ネコの捜索事件を解決した翔は、ふとミーアとの別れを思い出した。
胸の奥からフツフツとした怒りが湧き出してくる。
そして深い悲しみに包まれる。
もう暦では春とはいいながら肌に当たる風はまだ冷たい。
翔の卒業式を間近に控えた土曜日の午後、
二人とミーアは部屋でゆっくりとテレビをかけ流し、
百合が翔の背中へもたれながら、お互い好きな本を読んでくつろいでいた。
突然、視界がボーっとなり始めた。
何気に百合を見ると眠そうな目つきになっている。
やがて少し頭がふらつき始めた。
翔の脳裏に警戒警報が鳴り始めた。
すぐに呼吸を止めたが、少量の何かが身体に入ったことを感じた。
テレビの音が遠くなり、意識が無くなりそうになる。
痛点を刺激したが遅かった。
百合も翔の方へ倒れこんできた。
翔の意識が闇の世界に覆われた。
『ガツッ!』
脇腹への強烈な痛みで目を覚ました。
すでに全身に痛みが広がっている。
相当に暴力を振るわれたようだったが、時計を見ると時間がそれほど経っていなかった。
瞼を開けると部屋の隅で後ろ手に拘束された百合が眠っている。
服の乱れもなく翔は安心した。
翔の両手は後ろ手に手錠を掛けられ両足も手錠で繋がれている。
果たして
過去に見た顔が翔へ向けられた。
以前、百合にイタズラしようとして翔にこっぴどく痛めつけられた男だった。
翌日に隣の部屋から引っ越して最近は見ていなかったので安心していた。
その男の隣には、最近隣の部屋へ越してきた男の顔があった。
二人とも知り合いらしく、ニタニタと笑っている。
「さすがに笑気ガスは良く効くな。

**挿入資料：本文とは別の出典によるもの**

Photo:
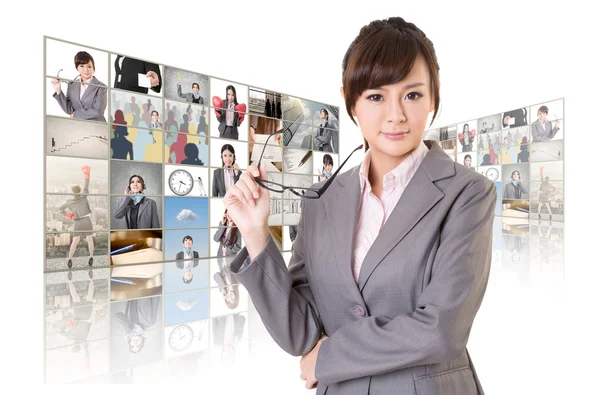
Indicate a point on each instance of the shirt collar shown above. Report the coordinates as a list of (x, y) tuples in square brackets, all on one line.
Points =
[(401, 174)]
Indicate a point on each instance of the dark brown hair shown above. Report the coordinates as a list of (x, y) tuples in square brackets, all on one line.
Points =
[(83, 57), (383, 53)]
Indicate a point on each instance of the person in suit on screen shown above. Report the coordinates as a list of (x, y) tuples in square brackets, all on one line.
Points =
[(542, 129), (139, 211), (187, 259), (388, 304), (86, 97), (127, 71), (228, 175)]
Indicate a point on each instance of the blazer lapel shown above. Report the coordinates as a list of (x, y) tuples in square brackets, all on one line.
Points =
[(76, 91), (342, 215), (88, 91), (419, 197), (143, 204)]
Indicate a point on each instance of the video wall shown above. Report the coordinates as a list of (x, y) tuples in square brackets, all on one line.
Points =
[(139, 155), (521, 151)]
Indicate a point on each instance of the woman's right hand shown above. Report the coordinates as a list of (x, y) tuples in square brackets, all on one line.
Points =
[(248, 205), (56, 85)]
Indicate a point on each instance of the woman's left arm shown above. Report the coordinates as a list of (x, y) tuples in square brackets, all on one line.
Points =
[(96, 110), (238, 241), (438, 329), (155, 221)]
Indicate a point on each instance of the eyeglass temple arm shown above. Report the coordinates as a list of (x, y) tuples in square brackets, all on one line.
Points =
[(265, 146), (330, 180)]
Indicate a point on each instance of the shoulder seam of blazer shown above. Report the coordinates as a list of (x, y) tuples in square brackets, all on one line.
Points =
[(436, 164)]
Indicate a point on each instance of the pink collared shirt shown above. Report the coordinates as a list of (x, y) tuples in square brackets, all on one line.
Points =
[(83, 87), (374, 212), (229, 180)]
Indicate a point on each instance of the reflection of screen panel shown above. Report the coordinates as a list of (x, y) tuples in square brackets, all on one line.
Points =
[(134, 75), (515, 208), (71, 137), (136, 246), (58, 245), (179, 86)]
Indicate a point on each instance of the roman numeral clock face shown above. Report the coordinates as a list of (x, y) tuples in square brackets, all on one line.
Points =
[(181, 182)]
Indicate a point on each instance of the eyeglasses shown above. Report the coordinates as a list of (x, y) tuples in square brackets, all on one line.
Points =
[(303, 192)]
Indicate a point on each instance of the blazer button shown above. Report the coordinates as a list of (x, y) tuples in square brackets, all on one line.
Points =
[(359, 310)]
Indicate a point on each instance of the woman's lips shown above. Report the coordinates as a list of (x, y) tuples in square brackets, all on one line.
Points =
[(396, 135)]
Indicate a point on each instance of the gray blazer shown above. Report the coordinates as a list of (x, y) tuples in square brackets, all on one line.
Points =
[(219, 181), (404, 327), (189, 96), (179, 257), (232, 249), (91, 106), (147, 213), (322, 139), (543, 132)]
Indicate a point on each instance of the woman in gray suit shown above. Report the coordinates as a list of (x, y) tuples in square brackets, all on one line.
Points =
[(387, 306), (228, 236), (86, 98), (228, 175), (139, 211)]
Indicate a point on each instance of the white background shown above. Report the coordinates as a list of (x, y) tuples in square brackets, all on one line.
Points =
[(510, 355)]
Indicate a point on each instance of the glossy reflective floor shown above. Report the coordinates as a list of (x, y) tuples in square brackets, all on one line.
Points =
[(144, 324)]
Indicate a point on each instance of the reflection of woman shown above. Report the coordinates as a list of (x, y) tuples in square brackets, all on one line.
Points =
[(466, 139), (86, 98), (266, 126), (230, 243), (227, 331), (486, 160), (467, 162), (327, 168), (229, 237), (524, 154), (515, 188), (80, 212), (139, 211), (546, 191), (140, 315), (229, 113), (228, 175)]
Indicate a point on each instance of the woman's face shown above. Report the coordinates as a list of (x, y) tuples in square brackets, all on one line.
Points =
[(86, 70), (227, 158), (542, 116), (393, 117), (230, 95), (136, 185)]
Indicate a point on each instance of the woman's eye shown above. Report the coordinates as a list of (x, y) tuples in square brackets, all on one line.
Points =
[(413, 96), (375, 97)]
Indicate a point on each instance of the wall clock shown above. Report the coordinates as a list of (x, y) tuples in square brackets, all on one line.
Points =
[(181, 182)]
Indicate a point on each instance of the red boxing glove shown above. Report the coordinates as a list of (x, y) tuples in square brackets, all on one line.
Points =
[(241, 109), (218, 104), (86, 171)]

大学からかすめてきて正解だった。
こいつはすごく強いから注意しないといけないと考えて用意したんだ」
「そうなの?まあ確かにいい身体はしているが・・・」
「こいつに痛めつけられた肋骨は今も痛みがあるんだ。
寒くなるとズキズキと・・・」
「ひでえことされたものだねえ」
「そうなんだ。こいつ俺様に逆らうんだ。
こんな可愛い彼女も持ちやがって」
「そうだねえ。この前の女みたいに皆で回すか?」
「それもいいねえ。
こんな奴に惚れてる女なんてろくでもない女だからそれがお似合いさ」
「俺、結構、こんなお嬢様っぽい女が好きだな。
どんな風に泣くんだろう。
いや、以外と好き者で腰くらい振り始めるかもね」
「そうだな。今までの女は、最初は嫌がりながらも
最後は腰を振り始めるんだからなあ。